Tokyo-listed stocks were buoyed by a softer yen and sentiment from Wall Street, where the benchmark S&P 500 equity index rose 0.8 per cent to a record close of 2,453 as the US tech sector rallied.
The Topix climbed 1 per cent, with telecoms, financials and the information technology sector all up more than 1 per cent.
Shares in Australia’s “Big Four” banks were lower a day after Moody’s cut its credit rating on the quartet and a handful of other domestic lenders, citing “elevated risks” in the household sector, ANZ was down 0.6 per cent, Commonwealth Bank fell 0.4 per cent, National Australia Bank dropped 0.6 per cent and Westpac lost 0.6 per cent. The benchmark S&P/ASX 200 down 0.4 per cent.
In Hong Kong the Hang Seng was flat as gains for tech and consumer discretionary stocks were offset by losses for the telecoms and consumer staples segments.
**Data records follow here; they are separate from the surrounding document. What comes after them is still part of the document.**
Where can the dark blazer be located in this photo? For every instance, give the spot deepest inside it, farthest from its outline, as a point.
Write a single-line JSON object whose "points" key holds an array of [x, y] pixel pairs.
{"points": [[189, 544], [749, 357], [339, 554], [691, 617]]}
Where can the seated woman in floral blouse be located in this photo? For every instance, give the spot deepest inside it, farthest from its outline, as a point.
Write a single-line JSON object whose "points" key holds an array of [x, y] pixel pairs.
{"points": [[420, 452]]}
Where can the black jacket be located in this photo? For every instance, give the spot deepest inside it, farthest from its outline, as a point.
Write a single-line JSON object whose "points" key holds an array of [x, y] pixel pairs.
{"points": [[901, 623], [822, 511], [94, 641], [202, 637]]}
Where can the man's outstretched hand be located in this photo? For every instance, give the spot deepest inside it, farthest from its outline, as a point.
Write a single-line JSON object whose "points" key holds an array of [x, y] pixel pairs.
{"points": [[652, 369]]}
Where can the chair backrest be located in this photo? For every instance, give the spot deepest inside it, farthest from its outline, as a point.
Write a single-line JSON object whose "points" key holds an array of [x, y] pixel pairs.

Chinese equities were mixed ahead of MSCI’s decision on whether to include mainland stocks in its benchmark indices, with the Shanghai Composite off 0.1 per cent and the Shenzhen Composite up 0.3 per cent.
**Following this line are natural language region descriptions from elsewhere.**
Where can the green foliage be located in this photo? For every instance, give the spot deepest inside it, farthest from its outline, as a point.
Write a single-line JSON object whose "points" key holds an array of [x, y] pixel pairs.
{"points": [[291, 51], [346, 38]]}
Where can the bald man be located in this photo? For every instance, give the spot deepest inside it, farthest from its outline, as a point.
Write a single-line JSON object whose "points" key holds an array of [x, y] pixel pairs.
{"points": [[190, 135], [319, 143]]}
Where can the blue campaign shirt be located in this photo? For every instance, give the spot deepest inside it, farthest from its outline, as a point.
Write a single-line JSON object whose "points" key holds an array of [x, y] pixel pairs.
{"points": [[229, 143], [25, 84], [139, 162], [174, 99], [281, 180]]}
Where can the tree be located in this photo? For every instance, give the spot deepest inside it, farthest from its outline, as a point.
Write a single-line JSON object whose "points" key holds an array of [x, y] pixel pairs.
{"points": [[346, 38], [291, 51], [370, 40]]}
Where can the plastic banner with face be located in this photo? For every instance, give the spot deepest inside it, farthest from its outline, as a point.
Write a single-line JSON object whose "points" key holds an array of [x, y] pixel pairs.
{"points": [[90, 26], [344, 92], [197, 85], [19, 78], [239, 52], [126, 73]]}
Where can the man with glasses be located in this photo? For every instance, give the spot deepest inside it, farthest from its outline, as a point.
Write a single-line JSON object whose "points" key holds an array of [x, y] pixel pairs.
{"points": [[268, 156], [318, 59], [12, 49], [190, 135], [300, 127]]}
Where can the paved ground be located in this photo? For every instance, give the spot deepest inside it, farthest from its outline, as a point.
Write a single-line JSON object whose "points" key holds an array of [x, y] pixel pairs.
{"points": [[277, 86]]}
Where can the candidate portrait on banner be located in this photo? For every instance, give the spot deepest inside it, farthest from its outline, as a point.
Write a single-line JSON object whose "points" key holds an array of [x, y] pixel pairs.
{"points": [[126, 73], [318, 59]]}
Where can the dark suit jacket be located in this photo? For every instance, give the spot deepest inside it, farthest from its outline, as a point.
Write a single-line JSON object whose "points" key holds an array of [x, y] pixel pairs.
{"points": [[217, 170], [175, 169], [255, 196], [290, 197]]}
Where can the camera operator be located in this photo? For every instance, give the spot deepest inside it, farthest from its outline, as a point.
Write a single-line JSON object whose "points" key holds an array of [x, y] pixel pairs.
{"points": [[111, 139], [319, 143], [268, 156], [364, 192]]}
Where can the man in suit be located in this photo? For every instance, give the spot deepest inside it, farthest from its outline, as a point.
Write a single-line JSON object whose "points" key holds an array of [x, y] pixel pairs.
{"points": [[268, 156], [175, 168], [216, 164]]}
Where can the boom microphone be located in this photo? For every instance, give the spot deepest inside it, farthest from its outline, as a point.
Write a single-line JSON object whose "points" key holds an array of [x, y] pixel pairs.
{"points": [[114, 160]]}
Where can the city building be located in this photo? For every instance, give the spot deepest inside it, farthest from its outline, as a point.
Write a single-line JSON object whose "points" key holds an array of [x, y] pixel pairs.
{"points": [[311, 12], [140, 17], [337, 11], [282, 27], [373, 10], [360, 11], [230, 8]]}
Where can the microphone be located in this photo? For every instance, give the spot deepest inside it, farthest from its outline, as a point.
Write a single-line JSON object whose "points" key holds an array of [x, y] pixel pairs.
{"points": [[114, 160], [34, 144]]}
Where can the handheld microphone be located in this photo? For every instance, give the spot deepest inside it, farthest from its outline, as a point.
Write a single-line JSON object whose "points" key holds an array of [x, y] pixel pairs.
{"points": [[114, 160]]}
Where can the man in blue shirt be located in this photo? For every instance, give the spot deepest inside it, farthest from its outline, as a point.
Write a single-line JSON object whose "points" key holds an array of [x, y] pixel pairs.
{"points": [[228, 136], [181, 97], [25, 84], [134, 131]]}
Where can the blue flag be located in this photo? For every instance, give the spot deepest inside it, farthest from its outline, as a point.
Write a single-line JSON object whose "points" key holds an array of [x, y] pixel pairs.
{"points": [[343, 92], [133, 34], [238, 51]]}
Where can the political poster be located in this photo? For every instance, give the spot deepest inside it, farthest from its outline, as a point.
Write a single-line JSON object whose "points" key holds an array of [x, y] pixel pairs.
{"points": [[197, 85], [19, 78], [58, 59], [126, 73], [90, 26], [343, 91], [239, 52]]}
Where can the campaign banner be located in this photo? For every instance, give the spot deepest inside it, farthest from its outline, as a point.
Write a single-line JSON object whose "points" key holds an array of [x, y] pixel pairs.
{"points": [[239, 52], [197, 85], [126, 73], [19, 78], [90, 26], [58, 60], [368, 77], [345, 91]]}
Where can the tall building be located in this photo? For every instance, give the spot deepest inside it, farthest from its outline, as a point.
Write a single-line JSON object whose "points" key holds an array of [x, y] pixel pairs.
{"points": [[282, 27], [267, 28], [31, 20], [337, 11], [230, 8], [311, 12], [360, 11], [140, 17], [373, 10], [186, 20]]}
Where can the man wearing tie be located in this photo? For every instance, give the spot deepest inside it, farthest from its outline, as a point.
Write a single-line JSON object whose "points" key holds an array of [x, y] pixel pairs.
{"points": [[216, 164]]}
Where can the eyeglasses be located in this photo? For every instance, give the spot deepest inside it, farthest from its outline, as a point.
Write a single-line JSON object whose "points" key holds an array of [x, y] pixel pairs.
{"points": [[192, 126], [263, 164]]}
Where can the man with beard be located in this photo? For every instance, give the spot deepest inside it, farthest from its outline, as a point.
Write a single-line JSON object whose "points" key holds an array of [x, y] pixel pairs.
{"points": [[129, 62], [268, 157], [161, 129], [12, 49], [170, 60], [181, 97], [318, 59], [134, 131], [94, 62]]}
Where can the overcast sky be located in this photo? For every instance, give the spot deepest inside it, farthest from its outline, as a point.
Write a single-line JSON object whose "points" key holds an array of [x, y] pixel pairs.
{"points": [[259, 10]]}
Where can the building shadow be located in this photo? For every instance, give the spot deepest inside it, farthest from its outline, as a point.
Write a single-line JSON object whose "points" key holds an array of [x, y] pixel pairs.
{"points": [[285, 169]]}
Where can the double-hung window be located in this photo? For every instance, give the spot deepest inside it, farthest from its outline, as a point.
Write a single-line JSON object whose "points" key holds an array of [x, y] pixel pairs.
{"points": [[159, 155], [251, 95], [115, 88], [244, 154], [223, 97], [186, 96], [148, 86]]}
Foreign exchange markets were stable after an overnight rally for the US dollar. The Japanese yen was 0.1 per cent weaker against the greenback at ¥111.66, near its softest level in more than three weeks.
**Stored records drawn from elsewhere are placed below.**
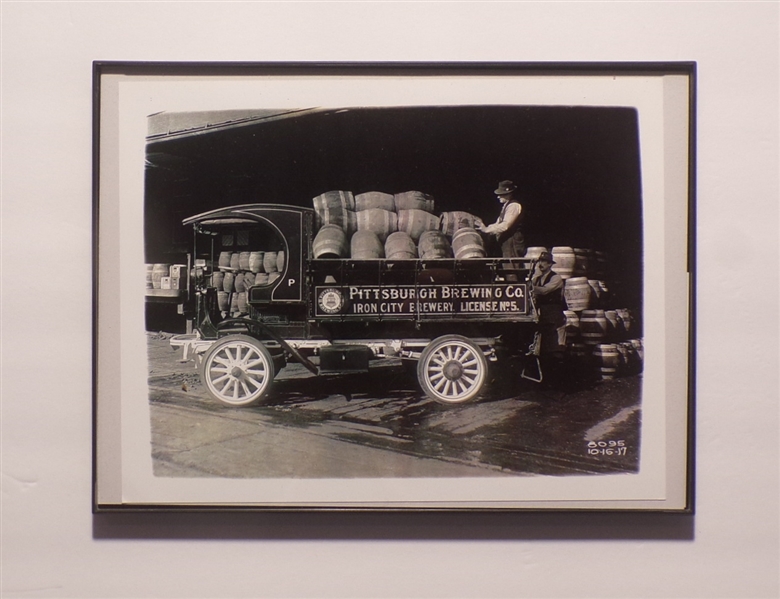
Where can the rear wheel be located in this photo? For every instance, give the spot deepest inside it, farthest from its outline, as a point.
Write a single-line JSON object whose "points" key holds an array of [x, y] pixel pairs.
{"points": [[237, 370], [452, 369]]}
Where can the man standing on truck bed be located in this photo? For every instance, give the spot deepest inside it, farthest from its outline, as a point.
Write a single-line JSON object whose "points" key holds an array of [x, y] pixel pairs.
{"points": [[507, 228], [548, 297]]}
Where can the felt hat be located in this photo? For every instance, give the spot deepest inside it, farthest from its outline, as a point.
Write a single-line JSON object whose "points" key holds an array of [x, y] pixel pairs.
{"points": [[504, 188]]}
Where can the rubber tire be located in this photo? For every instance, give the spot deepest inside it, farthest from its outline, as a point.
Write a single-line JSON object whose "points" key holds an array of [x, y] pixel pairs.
{"points": [[460, 356], [254, 384]]}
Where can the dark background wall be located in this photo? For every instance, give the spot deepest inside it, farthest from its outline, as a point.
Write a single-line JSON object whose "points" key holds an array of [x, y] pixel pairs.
{"points": [[577, 169]]}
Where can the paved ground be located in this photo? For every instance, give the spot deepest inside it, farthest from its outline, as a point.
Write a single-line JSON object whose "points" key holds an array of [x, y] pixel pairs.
{"points": [[380, 424]]}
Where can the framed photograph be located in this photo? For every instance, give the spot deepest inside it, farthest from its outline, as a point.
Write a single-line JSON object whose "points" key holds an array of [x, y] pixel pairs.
{"points": [[414, 286]]}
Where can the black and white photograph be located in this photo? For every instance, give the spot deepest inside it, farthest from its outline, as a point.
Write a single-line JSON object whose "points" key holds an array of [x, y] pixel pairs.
{"points": [[419, 291]]}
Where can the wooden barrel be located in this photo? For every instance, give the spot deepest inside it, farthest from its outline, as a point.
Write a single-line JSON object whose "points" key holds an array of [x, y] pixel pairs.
{"points": [[227, 282], [374, 199], [330, 242], [416, 222], [223, 300], [434, 245], [238, 283], [639, 349], [535, 251], [158, 272], [256, 262], [450, 222], [599, 266], [224, 259], [149, 281], [400, 246], [413, 200], [335, 208], [269, 262], [582, 260], [580, 352], [626, 321], [564, 261], [366, 245], [467, 244], [607, 359], [613, 324], [576, 292], [598, 295], [378, 221], [593, 327], [332, 199], [572, 324]]}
The Australian dollar was off 0.1 per cent at $0.7589, while the South Korean won was down 0.4 per cent at Won1,137.98 per dollar.
The dollar index, which tracks the US currency against a basket of peers, was unchanged at 97.513.
Government bonds in the region were little moved. The 10-year Japanese government bond yield, which moves inversely to price, was flat at 0.048 per cent.
The yield on 10-year Australian sovereign bond was up 1 basis point at 2.414 per cent while the equivalent South Korea yield rose 1bp to 2.161 per cent.
The 10-year US Treasuries yield edge down 1bp to 2.181 per cent.
Oil prices were steady in Asia after slumping on Monday.
Brent crude, the international benchmark, was up 0.2 per cent at $47.02 a barrel after closing the previous session down 1 per cent.
West Texas Intermediate, the US marker, was up 0.1 per cent at $44.25 after shedding 1.2 per cent on Monday.
Gold was up 0.1 per cent at $1,245.36 per ounce.